Input: N, K, A (1 ≤ K ≤ N ≤ 10^6, 1 ≤ A < N)
Output: One integer — the count of valid ensembles mod 10^9 + 7

Approach: Inclusion-Exclusion with Precomputed Factorials

Total ensembles of size K = C(N, K). Invalid ensembles = those with no A models + those with no B models. By inclusion-exclusion: Valid = C(N, K) - C(N-A, K) - C(A, K) + C(0, K). The last term is 0 when K > 0.

MOD = 10**9 + 7

def precompute_factorials(n, mod):
    """Precompute factorial and inverse factorial arrays: O(N)"""
    fact = [1] * (n + 1)
    for i in range(1, n + 1):
        fact[i] = fact[i - 1] * i % mod

    inv_fact = [1] * (n + 1)
    inv_fact[n] = pow(fact[n], mod - 2, mod)
    for i in range(n - 1, -1, -1):
        inv_fact[i] = inv_fact[i + 1] * (i + 1) % mod

    return fact, inv_fact

def comb(n, r, fact, inv_fact, mod):
    """Compute C(n, r) mod p in O(1) with precomputed factorials"""
    if r < 0 or r > n:
        return 0
    return fact[n] * inv_fact[r] % mod * inv_fact[n - r] % mod

def solve(N, K, A):
    """Count valid ensembles using inclusion-exclusion"""
    B = N - A
    fact, inv_fact = precompute_factorials(N, MOD)
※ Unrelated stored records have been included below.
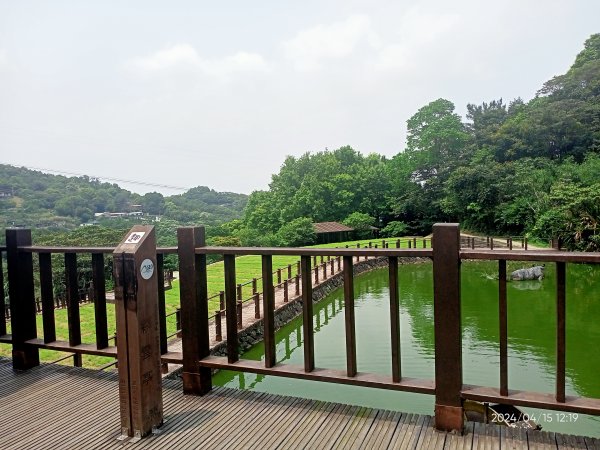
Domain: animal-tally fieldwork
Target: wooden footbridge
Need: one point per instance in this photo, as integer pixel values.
(51, 406)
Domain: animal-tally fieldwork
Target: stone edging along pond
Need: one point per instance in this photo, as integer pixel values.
(253, 334)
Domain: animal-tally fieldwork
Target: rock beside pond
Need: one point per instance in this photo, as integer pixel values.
(532, 273)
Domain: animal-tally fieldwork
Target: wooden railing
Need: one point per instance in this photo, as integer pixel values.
(447, 386)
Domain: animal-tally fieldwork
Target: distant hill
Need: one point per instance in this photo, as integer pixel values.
(31, 198)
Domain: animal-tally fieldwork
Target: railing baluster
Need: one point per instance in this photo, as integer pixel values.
(22, 299)
(194, 310)
(218, 327)
(503, 317)
(449, 414)
(560, 330)
(349, 317)
(256, 299)
(268, 310)
(2, 305)
(99, 293)
(162, 309)
(395, 318)
(47, 293)
(307, 320)
(73, 303)
(231, 309)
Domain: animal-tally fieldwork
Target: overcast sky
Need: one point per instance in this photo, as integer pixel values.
(187, 93)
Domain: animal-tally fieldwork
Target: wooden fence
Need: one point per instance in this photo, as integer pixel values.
(447, 254)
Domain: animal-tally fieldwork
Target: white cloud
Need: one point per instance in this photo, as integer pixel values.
(418, 32)
(4, 64)
(338, 40)
(185, 57)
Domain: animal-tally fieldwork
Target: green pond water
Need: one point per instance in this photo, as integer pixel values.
(531, 345)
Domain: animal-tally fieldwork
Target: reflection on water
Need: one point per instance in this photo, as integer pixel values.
(531, 330)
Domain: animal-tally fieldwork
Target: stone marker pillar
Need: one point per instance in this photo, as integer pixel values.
(138, 349)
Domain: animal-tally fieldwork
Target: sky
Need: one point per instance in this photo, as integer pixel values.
(185, 93)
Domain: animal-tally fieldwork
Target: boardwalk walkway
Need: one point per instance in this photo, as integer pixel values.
(57, 407)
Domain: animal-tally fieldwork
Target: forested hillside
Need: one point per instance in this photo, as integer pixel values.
(510, 168)
(40, 200)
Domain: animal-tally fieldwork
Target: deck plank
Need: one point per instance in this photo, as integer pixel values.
(58, 407)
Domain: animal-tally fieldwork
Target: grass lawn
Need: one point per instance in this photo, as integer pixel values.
(247, 268)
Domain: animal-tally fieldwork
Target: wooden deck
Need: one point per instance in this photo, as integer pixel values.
(58, 407)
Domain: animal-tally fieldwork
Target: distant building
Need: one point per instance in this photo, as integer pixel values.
(6, 192)
(331, 232)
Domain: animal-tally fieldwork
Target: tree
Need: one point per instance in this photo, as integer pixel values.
(394, 229)
(361, 223)
(436, 139)
(296, 233)
(153, 203)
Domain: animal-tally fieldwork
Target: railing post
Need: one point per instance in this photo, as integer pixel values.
(195, 342)
(178, 322)
(447, 327)
(138, 352)
(256, 306)
(22, 299)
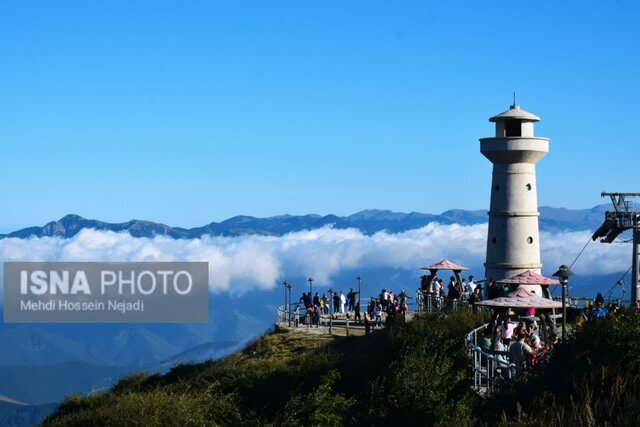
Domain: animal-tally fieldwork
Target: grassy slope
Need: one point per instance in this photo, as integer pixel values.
(415, 374)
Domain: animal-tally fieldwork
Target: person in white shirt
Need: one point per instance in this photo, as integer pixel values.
(471, 284)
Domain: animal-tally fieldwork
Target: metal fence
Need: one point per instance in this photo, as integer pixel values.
(489, 370)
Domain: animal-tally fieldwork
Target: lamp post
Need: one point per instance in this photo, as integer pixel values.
(621, 283)
(330, 309)
(563, 275)
(287, 287)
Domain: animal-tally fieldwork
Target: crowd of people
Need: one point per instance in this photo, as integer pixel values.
(516, 342)
(385, 308)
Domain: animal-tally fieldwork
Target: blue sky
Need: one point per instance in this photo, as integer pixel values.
(187, 112)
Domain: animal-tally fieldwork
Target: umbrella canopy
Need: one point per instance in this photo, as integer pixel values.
(445, 264)
(520, 298)
(529, 278)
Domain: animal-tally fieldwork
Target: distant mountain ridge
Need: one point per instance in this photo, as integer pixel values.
(367, 221)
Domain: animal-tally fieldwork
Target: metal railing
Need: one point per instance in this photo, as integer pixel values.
(488, 369)
(429, 302)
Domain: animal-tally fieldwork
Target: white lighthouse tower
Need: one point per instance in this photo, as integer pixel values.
(513, 244)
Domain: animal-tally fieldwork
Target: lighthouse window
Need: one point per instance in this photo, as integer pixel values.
(513, 128)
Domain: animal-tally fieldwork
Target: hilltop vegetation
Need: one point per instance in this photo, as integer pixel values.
(413, 374)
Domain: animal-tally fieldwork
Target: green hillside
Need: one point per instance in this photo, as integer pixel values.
(413, 374)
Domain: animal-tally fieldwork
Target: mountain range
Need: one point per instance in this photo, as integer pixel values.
(367, 221)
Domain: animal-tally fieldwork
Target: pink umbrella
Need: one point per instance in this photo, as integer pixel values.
(529, 278)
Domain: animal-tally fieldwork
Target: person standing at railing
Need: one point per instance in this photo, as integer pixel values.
(325, 304)
(378, 316)
(520, 352)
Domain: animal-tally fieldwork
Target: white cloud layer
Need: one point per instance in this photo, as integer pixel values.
(238, 264)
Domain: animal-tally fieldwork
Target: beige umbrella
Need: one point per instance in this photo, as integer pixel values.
(445, 264)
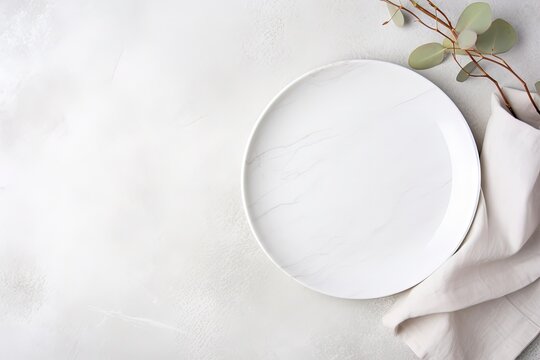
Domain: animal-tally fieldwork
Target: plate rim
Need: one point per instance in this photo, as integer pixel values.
(291, 85)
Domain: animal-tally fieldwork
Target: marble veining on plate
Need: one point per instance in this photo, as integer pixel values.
(360, 179)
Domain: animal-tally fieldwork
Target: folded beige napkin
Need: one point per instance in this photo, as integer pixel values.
(484, 302)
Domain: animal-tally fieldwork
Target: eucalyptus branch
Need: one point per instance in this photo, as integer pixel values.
(475, 36)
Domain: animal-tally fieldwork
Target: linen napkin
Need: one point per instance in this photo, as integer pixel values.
(484, 302)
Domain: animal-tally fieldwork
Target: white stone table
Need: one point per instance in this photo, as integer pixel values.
(122, 130)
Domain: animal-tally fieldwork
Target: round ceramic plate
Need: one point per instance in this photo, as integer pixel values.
(360, 179)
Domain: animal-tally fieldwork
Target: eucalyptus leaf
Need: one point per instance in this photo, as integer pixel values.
(476, 17)
(396, 14)
(450, 47)
(467, 39)
(427, 56)
(464, 73)
(499, 38)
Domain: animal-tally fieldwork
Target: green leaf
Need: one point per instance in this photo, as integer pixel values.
(499, 38)
(396, 14)
(450, 47)
(426, 56)
(464, 73)
(467, 39)
(476, 17)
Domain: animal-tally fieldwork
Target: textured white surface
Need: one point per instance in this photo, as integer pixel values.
(356, 190)
(122, 128)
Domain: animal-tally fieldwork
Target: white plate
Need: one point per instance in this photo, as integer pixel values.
(360, 179)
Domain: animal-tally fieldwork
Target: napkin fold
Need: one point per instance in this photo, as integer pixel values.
(484, 302)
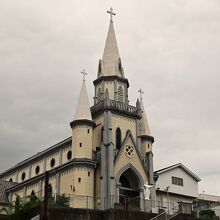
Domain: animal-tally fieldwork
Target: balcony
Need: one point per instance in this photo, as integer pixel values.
(115, 106)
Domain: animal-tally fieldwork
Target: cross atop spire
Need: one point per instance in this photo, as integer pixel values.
(141, 92)
(111, 14)
(84, 75)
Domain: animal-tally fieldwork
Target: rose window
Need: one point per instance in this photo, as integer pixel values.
(129, 150)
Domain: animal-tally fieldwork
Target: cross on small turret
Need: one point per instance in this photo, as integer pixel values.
(111, 14)
(141, 92)
(84, 75)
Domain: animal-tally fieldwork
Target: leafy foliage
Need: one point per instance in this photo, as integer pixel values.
(31, 207)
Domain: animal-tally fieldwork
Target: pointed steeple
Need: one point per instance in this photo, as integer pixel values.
(111, 62)
(145, 130)
(83, 108)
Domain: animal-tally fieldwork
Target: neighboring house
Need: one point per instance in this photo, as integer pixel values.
(176, 184)
(206, 201)
(4, 202)
(109, 155)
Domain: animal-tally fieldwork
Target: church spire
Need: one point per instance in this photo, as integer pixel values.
(145, 130)
(83, 107)
(111, 62)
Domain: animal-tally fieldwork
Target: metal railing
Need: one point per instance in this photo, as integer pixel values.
(165, 215)
(114, 105)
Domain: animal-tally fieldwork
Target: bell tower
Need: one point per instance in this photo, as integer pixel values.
(110, 80)
(120, 140)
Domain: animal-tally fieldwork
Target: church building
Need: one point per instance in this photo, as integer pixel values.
(109, 155)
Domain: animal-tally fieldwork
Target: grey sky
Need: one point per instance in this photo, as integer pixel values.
(171, 49)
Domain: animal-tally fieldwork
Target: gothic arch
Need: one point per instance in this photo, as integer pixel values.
(129, 182)
(99, 94)
(118, 138)
(120, 94)
(3, 211)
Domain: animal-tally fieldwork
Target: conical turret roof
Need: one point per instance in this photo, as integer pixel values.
(83, 106)
(111, 63)
(145, 130)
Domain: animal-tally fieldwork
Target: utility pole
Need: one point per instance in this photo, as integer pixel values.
(45, 204)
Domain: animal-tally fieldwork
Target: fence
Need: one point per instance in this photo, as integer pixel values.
(120, 202)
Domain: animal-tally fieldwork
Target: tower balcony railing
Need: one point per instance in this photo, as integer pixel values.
(116, 106)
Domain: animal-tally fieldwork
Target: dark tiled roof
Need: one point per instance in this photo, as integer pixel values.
(4, 185)
(178, 165)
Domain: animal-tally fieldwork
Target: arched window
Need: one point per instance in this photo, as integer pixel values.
(99, 94)
(102, 130)
(118, 138)
(50, 190)
(37, 169)
(52, 162)
(69, 155)
(23, 176)
(120, 94)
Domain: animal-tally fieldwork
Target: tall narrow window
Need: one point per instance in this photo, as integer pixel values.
(118, 138)
(99, 94)
(120, 94)
(102, 130)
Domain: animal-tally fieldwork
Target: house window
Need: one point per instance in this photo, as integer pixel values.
(177, 181)
(69, 155)
(52, 162)
(118, 138)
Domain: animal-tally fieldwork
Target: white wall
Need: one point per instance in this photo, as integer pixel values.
(190, 185)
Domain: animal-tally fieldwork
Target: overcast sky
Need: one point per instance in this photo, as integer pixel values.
(170, 49)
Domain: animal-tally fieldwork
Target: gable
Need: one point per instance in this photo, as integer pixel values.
(189, 187)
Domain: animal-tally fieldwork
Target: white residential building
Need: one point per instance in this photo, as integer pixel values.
(176, 184)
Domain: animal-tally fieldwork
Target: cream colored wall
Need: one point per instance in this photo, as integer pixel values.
(64, 154)
(146, 146)
(97, 131)
(26, 171)
(56, 156)
(80, 135)
(20, 193)
(3, 208)
(110, 86)
(34, 187)
(123, 87)
(122, 160)
(125, 124)
(13, 176)
(52, 182)
(39, 163)
(81, 193)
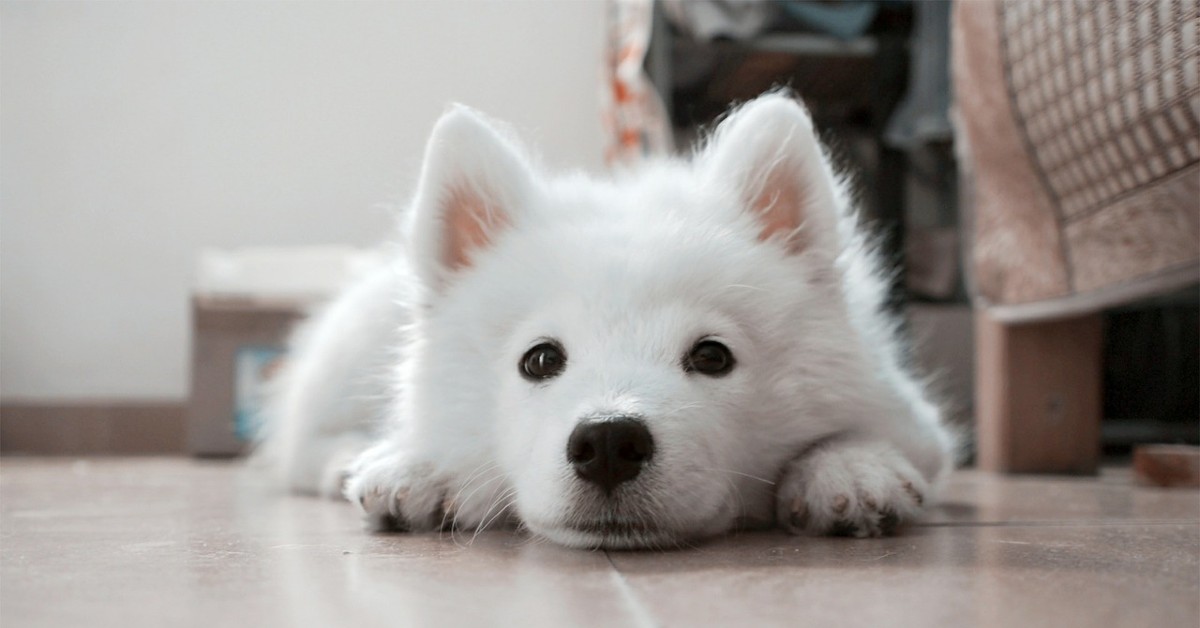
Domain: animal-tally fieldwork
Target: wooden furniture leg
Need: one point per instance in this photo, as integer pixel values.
(1038, 396)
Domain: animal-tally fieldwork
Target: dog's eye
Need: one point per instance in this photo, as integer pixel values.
(711, 358)
(543, 362)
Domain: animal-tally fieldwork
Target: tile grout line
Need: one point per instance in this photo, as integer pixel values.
(641, 612)
(1060, 524)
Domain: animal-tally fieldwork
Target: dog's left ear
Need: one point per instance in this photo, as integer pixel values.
(768, 151)
(474, 181)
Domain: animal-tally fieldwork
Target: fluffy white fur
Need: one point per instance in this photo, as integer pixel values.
(414, 372)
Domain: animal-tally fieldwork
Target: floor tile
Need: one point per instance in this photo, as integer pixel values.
(173, 542)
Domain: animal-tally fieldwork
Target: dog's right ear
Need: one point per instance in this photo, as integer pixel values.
(473, 181)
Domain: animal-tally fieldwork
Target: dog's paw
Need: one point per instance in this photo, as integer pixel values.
(401, 495)
(850, 489)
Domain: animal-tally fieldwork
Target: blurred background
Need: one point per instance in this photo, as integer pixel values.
(179, 181)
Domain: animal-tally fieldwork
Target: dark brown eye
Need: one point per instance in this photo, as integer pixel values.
(711, 358)
(543, 362)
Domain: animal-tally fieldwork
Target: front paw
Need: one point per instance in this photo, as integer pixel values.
(850, 489)
(402, 494)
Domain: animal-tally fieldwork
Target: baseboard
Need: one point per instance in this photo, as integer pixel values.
(101, 428)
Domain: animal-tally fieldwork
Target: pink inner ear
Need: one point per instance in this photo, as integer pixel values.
(472, 220)
(779, 204)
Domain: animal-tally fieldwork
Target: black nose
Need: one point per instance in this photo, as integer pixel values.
(611, 450)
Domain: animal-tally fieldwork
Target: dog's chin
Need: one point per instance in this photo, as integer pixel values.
(607, 527)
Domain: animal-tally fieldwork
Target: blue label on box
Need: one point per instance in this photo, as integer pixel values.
(253, 368)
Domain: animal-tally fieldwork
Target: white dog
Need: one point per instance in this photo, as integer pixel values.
(635, 362)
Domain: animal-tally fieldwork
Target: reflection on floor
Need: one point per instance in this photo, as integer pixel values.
(173, 542)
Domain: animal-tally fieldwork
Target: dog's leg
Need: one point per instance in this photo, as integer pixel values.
(850, 486)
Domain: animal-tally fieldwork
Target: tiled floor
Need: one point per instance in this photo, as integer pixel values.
(173, 542)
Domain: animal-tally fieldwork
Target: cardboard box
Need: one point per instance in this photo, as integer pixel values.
(244, 307)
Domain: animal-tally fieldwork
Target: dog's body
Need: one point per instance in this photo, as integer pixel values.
(617, 363)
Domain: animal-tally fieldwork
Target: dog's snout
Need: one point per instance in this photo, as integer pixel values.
(611, 450)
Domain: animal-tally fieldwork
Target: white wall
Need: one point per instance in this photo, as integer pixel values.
(135, 133)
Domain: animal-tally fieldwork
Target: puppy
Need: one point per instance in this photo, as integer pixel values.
(633, 362)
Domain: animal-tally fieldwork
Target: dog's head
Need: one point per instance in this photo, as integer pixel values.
(633, 353)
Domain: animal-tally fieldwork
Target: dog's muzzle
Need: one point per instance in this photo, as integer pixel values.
(610, 450)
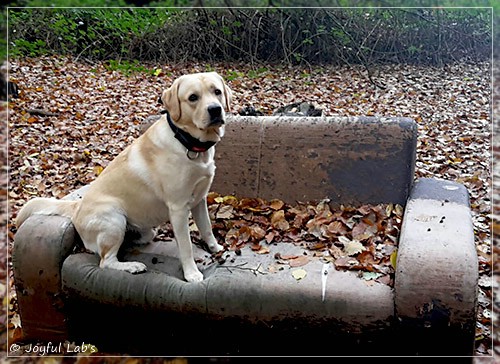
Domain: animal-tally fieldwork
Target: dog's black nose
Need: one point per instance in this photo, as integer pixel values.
(215, 111)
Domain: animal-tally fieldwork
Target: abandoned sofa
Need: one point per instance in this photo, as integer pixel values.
(240, 310)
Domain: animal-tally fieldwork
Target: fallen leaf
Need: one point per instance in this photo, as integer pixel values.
(299, 274)
(353, 247)
(299, 261)
(263, 250)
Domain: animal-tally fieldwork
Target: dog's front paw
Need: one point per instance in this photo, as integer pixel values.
(193, 276)
(215, 247)
(134, 267)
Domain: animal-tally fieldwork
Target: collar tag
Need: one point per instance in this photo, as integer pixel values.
(192, 144)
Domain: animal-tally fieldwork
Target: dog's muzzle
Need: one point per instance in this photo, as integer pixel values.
(215, 112)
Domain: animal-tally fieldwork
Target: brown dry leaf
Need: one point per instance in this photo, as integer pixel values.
(299, 261)
(278, 220)
(225, 212)
(276, 204)
(263, 250)
(353, 247)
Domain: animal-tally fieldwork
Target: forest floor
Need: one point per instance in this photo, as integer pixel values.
(72, 118)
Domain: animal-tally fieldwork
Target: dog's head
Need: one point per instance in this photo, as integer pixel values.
(198, 102)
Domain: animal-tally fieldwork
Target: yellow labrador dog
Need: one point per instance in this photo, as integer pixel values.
(163, 175)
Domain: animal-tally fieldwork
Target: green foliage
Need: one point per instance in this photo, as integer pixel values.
(127, 67)
(300, 35)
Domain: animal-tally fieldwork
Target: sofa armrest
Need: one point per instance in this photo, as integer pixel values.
(437, 269)
(41, 245)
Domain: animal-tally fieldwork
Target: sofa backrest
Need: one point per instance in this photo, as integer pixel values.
(349, 160)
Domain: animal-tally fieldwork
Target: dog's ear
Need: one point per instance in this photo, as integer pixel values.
(171, 102)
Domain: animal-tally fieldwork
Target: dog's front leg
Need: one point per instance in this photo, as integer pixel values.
(202, 220)
(179, 220)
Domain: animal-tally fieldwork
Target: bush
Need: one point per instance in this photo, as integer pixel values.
(323, 35)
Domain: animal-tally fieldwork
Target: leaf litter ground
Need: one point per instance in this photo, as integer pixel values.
(72, 118)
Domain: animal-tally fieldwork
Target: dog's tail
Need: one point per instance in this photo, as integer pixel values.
(46, 206)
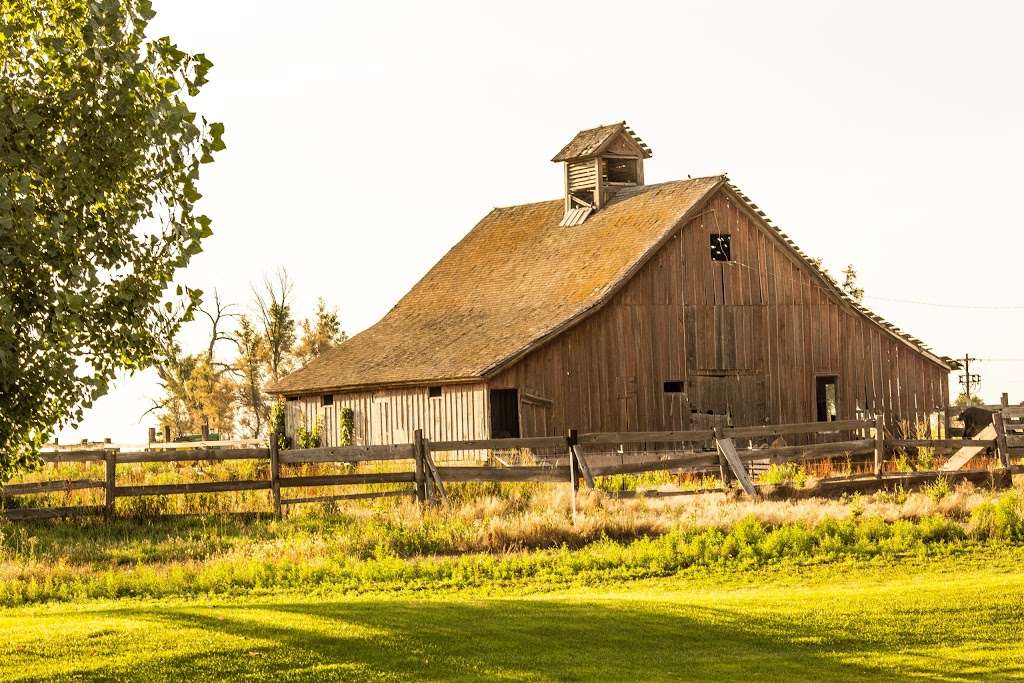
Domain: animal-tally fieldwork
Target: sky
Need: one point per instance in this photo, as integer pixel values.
(365, 139)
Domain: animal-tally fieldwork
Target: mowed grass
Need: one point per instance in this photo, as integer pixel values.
(957, 617)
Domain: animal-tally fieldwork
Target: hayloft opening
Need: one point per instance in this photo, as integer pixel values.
(825, 397)
(620, 170)
(721, 247)
(504, 414)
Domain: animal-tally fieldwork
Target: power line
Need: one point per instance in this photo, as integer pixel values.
(943, 305)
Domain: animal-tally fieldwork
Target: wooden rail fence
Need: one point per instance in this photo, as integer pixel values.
(719, 451)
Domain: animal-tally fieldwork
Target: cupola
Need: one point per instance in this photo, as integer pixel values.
(598, 163)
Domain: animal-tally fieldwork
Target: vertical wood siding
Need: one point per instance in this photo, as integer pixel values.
(749, 336)
(392, 416)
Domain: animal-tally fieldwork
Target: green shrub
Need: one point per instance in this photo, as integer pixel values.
(938, 489)
(1000, 520)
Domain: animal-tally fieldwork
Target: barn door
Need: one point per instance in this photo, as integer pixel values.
(504, 414)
    total = comb(N, K, fact, inv_fact, MOD)
    no_a = comb(B, K, fact, inv_fact, MOD)   # All from B, none from A
    no_b = comb(A, K, fact, inv_fact, MOD)   # All from A, none from B

    result = (total - no_a - no_b) % MOD
    return result

# Example: 10 models, pick 3, first 4 are category A
print(solve(10, 3, 4))  # C(10,3) - C(6,3) - C(4,3) = 120 - 20 - 4 = 96
print(solve(6, 2, 3))   # C(6,2) - C(3,2) - C(3,2) = 15 - 3 - 3 = 9

Complexity: O(N) precomputation, O(1) per query.

Problem 5: Probability — Random Model Convergence

📝
Problem Statement: You are training a model with stochastic gradient descent. At each step, the model improves (moves forward one position) with probability p = A/B, or stays in place with probability 1 - p. The model starts at position 0 and converges when it reaches position N. What is the expected number of steps to converge? Output the answer as a fraction modulo 10^9 + 7 (i.e., output numerator * modular_inverse(denominator) mod 10^9 + 7).

Input: N (1 ≤ N ≤ 10^18), A, B (1 ≤ A ≤ B ≤ 10^9)
Output: Expected steps mod 10^9 + 7

Approach: Linearity of Expectation

Each position requires expected 1/p = B/A steps to advance. Since the model must advance N times, total expected steps = N * B/A. In modular arithmetic, this is N * B * inverse(A) mod MOD.

MOD = 10**9 + 7

def solve(N, A, B):
    """Expected steps = N * B / A mod MOD"""
    # E[steps per advance] = 1/p = B/A
    # E[total steps] = N * B/A
    # In modular arithmetic: N * B * A^(-1) mod MOD

    N_mod = N % MOD
    B_mod = B % MOD
    A_inv = pow(A, MOD - 2, MOD)

    return N_mod * B_mod % MOD * A_inv % MOD

# Example: reach position 5, probability 1/2 per step
# Expected = 5 * 2 / 1 = 10
print(solve(5, 1, 2))   # 10

# Reach position 10, probability 3/4 per step
# Expected = 10 * 4 / 3 = 40/3
print(solve(10, 3, 4))  # 40 * inverse(3) mod MOD

# Verify: reach position 1, probability 1/1
print(solve(1, 1, 1))   # 1

Complexity: O(log MOD) for modular inverse, O(1) otherwise.

💡
Contest tip: Modular arithmetic problems are among the most common in competitive programming. Master these three operations: (1) fast modular exponentiation via repeated squaring, (2) modular inverse via Fermat's little theorem, and (3) precomputed factorials for combinatorics. These three cover 90% of math problems you will encounter in contests.

Key Takeaways

  • Modular exponentiation (repeated squaring) computes a^n mod m in O(log n) — essential for any problem with large exponents.
  • Matrix exponentiation extends this to linear recurrences and state transitions in O(K^3 log N).
  • The Sieve of Eratosthenes generates all primes up to N in O(N log log N) — the standard approach for number theory problems.
  • Precompute factorials and inverse factorials for O(1) combination queries in combinatorics problems.
  • Modular inverse via Fermat's little theorem handles division in modular arithmetic when the modulus is prime.